More info needed in the docs regarding torch_settings: device:

EDIT:
I found the reason but couldn’t find any reference to this in the documentation in the git, if any Unity dev see’s this, pleas can you shed some light or add more info in the docs please?
So i’m changing the title tag to - feedback

ORIGINAL:
I’m training with a server build (on my PC) with the --no-graphics command, but my GPU is still being utilized at +90%.
I don’t have visual observations.
I didn’t set ML Agents to train on the GPU, and my agents are set up to use Burst.

Is this normal?
Is ML Agents training on the GPU automatically?

I’m not sure why you’re getting GPU usage on a dedicated server build, but one thing I have noticed is that the Update rate is really high on my own dedicated server builds (200-300fps), and uses up all available CPU. I usually drop Update rate to about 10fps, by setting Application.targetFrameRate`, e.g. see peaceful-pie/PeacefulPie/Simulation.cs at 442b2a9ffce43ab0923ad642176a46eb53457e64 · hughperkins/peaceful-pie · GitHub (this code also shows one way to detect when running as a dedicated server, i.e. peaceful-pie/PeacefulPie/Simulation.cs at 442b2a9ffce43ab0923ad642176a46eb53457e64 · hughperkins/peaceful-pie · GitHub )

1 Like

I found why,
the config file torch settings were set to

torch_settings:
device: null

which for some reason made the trainer use the GPU, I searched the git repo for this settings but only found this page that doesn’t say much.

if anyone knows where can I get more info about this it would be appreciated!

Ah, torch is the library that’s used for running the neural network. You probably want that to be using the gpu, if you have one: it should run faster.

I’m not sure what inforation you are looking for for this, but eg the pytorch doc on device is here: Tensor Attributes — PyTorch 2.4 documentation. I think that setting it to null making it use the gpu is probably a Unity thing. (normally, it defaults to cpu, in torch, I think, but defaulting to gpu definitely makes sense, for best performance)

Thanks!!

I found a few references on line that states that using the GPU with ppo doesn’t really make a difference, sometimes even worse.
2 examples

I read some more in the past

Depends on the size of your network. But yeah, with a few rays as input, and using a small stack of Linear layers for the network, gpu is not going to change much.

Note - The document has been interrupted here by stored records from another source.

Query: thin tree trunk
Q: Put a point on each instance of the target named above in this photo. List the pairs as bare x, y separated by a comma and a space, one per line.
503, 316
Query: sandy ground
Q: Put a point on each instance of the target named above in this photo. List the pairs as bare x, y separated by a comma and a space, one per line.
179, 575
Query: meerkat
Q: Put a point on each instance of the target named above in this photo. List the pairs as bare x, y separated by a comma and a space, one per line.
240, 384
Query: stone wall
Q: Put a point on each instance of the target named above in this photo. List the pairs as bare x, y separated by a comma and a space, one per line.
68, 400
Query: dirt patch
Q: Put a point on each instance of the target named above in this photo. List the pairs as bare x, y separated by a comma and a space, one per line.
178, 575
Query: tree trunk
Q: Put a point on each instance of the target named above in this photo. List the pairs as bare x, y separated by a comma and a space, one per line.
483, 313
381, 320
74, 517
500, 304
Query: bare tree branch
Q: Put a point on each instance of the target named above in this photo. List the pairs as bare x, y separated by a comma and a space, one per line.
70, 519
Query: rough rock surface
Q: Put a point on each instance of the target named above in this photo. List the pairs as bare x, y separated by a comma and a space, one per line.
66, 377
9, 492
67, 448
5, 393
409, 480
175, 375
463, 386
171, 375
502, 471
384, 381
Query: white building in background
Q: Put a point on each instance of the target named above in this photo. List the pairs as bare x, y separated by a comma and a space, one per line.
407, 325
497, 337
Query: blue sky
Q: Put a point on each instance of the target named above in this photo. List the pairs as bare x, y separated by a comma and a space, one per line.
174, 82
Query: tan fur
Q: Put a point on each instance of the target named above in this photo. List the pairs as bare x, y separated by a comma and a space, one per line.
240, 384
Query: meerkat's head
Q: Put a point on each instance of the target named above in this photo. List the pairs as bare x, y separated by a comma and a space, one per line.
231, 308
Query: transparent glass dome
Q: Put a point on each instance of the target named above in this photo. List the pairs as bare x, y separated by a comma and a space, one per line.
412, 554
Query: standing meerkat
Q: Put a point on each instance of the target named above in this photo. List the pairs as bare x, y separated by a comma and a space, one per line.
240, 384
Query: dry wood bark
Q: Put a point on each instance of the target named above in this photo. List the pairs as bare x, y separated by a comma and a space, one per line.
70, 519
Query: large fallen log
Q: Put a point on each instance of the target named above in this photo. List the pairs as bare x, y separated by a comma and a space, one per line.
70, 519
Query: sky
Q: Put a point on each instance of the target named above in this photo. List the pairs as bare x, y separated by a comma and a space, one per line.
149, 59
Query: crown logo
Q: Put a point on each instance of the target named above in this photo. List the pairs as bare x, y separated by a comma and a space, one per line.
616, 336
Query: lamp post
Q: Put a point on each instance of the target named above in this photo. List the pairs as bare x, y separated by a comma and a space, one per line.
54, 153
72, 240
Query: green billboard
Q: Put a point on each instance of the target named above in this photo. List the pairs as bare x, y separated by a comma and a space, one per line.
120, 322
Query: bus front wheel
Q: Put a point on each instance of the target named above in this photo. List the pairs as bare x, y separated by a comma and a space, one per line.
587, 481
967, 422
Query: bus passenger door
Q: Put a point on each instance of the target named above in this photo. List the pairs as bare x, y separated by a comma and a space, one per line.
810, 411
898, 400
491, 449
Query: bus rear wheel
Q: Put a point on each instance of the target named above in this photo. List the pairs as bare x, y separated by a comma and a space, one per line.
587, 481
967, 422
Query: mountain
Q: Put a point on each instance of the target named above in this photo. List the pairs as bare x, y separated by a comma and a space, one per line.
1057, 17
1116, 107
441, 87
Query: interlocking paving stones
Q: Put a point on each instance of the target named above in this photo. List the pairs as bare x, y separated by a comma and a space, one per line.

If you start feeding images into your network, and you start using convolutional layers, then gpu becomes more useful.

Not that you will get better results using images - in fact, everything will just learn much more slowly - but depends on what you are trying to do.

Oh, I see, as you say, looks like the mlagents implementation of PPO is not optimized for GPU, Using CPU vs GPU in training with ML-Agents · Issue #1246 · Unity-Technologies/ml-agents · GitHub. Interesting.

I’m updating this again because I did some tests to see if it is faster with the CPU or GPU settings,
I noticed a significant increase in performance with the GPU, the CPU setting was much slower to update the policy (I didn’t save statistics).

just for reference the agent network size is 400 units & 2 hidden layers
It has a total of 649 observations inputs
and 1 bool & x2 Vector3 outputs

Interesting. Glad that GPU does work on mlagents PPO :slight_smile:

My own experience is that for small networks, yes, the learning phase of the policy will be slightly faster on GPU than on CPU, but still fairly small relative to time to run the game. With Nature-CNN sized networks, e.g. stable-baselines3/stable_baselines3/common/torch_layers.py at bea3c44ba52278ec755af0179859b04ab80cdcaf · DLR-RM/stable-baselines3 · GitHub , then running on CPU becomes prohibitively slow (3-5 minutes pauses per learning phase…), and GPU becomes vastly preferable.

(actually, re-reading this, I guess 649 inputs is quite a lot :slight_smile: )